There is no arguing the boom on Wall Street. The five biggest New York banks set aside $90 billion for year-end bonuses, and bidding wars for spacious next-summer Hampton rentals are hitting $400,000 for the season.
Corporate profits are breaking records. Companies’ third-quarter earnings were $1.66 trillion. Awash in cash, with little to spend it on, they are raising dividends, buying back stock, and looking for acquisitions. All of that further fattens Wall Street’s bottom line.
Caterpillar, or “Big Yellow,” the brawny Peoria machine maker, is a good example. It is a flagship American company, where executives routinely wear American-flag lapel pins. Cat had a tough couple of years, but has recovered brilliantly.

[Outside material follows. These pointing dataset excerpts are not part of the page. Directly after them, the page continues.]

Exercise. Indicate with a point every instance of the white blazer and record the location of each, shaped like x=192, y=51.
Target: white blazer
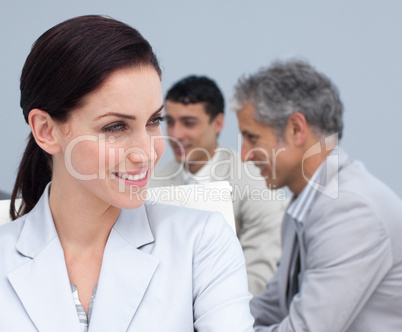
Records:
x=165, y=268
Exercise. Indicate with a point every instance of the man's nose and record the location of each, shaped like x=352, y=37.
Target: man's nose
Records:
x=176, y=131
x=245, y=152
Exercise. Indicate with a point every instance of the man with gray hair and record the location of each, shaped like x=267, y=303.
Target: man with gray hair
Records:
x=341, y=264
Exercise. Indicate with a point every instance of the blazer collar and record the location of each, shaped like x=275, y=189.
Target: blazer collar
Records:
x=42, y=283
x=43, y=286
x=126, y=272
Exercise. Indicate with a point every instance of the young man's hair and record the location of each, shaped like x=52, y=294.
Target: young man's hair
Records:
x=198, y=89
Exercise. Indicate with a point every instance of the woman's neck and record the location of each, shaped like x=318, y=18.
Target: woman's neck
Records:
x=83, y=222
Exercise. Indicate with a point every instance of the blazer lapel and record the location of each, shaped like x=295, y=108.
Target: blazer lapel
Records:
x=42, y=283
x=126, y=272
x=289, y=242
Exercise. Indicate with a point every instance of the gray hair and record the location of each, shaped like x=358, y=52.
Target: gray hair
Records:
x=287, y=87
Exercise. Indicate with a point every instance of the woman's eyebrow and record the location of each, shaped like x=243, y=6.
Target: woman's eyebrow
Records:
x=124, y=116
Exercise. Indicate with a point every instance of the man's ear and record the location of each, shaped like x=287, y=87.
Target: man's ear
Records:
x=297, y=128
x=43, y=130
x=219, y=121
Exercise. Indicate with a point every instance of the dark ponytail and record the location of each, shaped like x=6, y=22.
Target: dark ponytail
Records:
x=66, y=63
x=34, y=173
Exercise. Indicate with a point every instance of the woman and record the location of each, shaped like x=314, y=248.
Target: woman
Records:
x=85, y=251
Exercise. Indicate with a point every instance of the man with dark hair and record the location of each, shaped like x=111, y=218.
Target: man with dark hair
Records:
x=3, y=195
x=341, y=264
x=195, y=116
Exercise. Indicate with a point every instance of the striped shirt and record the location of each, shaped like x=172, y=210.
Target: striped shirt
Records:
x=82, y=316
x=301, y=204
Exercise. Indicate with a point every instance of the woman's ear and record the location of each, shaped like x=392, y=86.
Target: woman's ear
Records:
x=43, y=130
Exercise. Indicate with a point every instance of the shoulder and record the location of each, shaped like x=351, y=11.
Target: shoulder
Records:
x=9, y=235
x=183, y=224
x=356, y=203
x=166, y=174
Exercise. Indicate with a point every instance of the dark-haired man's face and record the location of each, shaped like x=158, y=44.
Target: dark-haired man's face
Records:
x=193, y=135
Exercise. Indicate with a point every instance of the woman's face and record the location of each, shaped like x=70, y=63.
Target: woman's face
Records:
x=111, y=144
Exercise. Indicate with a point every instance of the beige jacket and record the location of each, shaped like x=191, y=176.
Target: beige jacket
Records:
x=258, y=211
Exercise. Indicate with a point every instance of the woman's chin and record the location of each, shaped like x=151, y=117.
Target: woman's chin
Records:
x=135, y=199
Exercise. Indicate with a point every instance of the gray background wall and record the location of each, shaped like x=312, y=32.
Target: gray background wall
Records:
x=355, y=42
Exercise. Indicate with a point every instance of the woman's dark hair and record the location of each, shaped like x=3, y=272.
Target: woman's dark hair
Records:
x=65, y=64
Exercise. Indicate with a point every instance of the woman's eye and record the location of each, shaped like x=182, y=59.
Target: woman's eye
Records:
x=156, y=121
x=115, y=127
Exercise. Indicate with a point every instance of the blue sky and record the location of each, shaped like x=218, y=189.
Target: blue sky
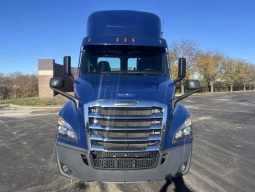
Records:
x=33, y=29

For the first nine months of 2010, sales were up about 20 percent, and its profits have nearly tripled.
Now look behind the numbers. Sixty-nine percent of Cat’s sales last year were overseas. Sales are especially booming in Asia and other emerging markets, where they have plenty of dollars and a desperate need for more highways, tunnels, and big sewer systems. Cat does not go into detail about how its products are sourced. But a clue is that half its plant and equipment is also overseas, and the percentage is growing.
There are probably still some very large pieces of equipment that are made only in Peoria, but if Cat is like other big companies, most of what it sells is put together as close to the market as possible. So Cat’s success will have little impact on heartland employment. High profits may ease the hiring reins a little, but the big job bumps will follow the sales.

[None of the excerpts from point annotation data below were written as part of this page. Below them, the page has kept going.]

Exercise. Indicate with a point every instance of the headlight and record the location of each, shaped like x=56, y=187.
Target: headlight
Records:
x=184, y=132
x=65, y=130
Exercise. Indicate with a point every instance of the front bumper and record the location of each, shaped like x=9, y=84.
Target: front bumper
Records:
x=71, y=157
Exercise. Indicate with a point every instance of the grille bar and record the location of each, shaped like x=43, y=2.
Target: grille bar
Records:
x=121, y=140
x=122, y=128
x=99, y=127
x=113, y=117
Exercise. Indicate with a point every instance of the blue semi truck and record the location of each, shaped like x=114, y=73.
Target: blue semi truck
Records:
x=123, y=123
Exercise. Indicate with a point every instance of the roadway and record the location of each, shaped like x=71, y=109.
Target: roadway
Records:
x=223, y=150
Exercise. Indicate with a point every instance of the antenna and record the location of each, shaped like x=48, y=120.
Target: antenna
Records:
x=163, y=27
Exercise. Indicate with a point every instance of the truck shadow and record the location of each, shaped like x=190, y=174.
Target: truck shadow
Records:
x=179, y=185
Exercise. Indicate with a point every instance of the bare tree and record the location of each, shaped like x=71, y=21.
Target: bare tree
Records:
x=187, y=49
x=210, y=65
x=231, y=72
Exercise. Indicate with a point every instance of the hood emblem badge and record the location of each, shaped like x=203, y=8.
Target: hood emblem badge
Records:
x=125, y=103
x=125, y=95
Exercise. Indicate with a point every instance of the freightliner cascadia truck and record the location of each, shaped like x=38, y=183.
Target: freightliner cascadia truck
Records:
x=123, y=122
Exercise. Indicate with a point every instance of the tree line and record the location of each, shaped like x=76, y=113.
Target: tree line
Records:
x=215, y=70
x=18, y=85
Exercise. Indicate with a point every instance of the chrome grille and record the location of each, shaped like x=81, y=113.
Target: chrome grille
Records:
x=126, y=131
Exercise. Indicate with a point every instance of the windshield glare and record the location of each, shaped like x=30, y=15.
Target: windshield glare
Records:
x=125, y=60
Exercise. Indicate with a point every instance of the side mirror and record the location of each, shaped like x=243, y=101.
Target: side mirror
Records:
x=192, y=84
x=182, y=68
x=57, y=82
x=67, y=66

Cat is a model of the successful American company. We are very good at making the high-end gear that is at the top of most global shopping lists. We excel at big-ticket construction equipment, drilling platforms, airplanes, giant engines, chemical plants. But in the absence of a massive stimulus program to, say, rebuild the American electric-power grid (fat chance!), the customers for those products will not be in America, and neither will the jobs.
The Federal Reserve has been trying to spur the economy by holding interest rates at historic lows. One perverse result has been the emergence of a massive dollar “carry trade.” Big investors, like hedge funds and private-equity funds, borrow dollars in the United States at extremely low rates and invest them in fast-growing emerging markets overseas at boffo returns.
Low interest rates have also triggered a spate of profit-taking at private-equity funds. These are partnerships that purchase solid companies, usually with large amounts of debt, in the hope of taking them public again at a high profit. But now they are extracting profits the easy way. They borrow a billion or so on behalf of one of their portfolio companies and pay it to themselves as a “special dividend.” The company ends up with a lot more debt, which may later require job cuts.
There have been a few wisps of an incipient economic recovery—a tiny uptick in private-sector hiring, better-than-expected early Christmas-shopping results—but they are still tiny. The big shifts in activity have all favored the biggest players, the ones who can sequester acres of money to swing into Brazil, or commodities, or for a grand takeover. That is why Wall Street is wreathed with smiles. The scary thing is that they might be able to stay fat and happy while the rest of America molders in the doldrums.
Former White House Chief of Staff Rahm Emanuel famously said that you should never waste a good crisis. If the effect of this recovery is merely to lock in the position of the top 1 percent, and speed the impoverishment of the middle classes, it will indeed have been a wasted crisis.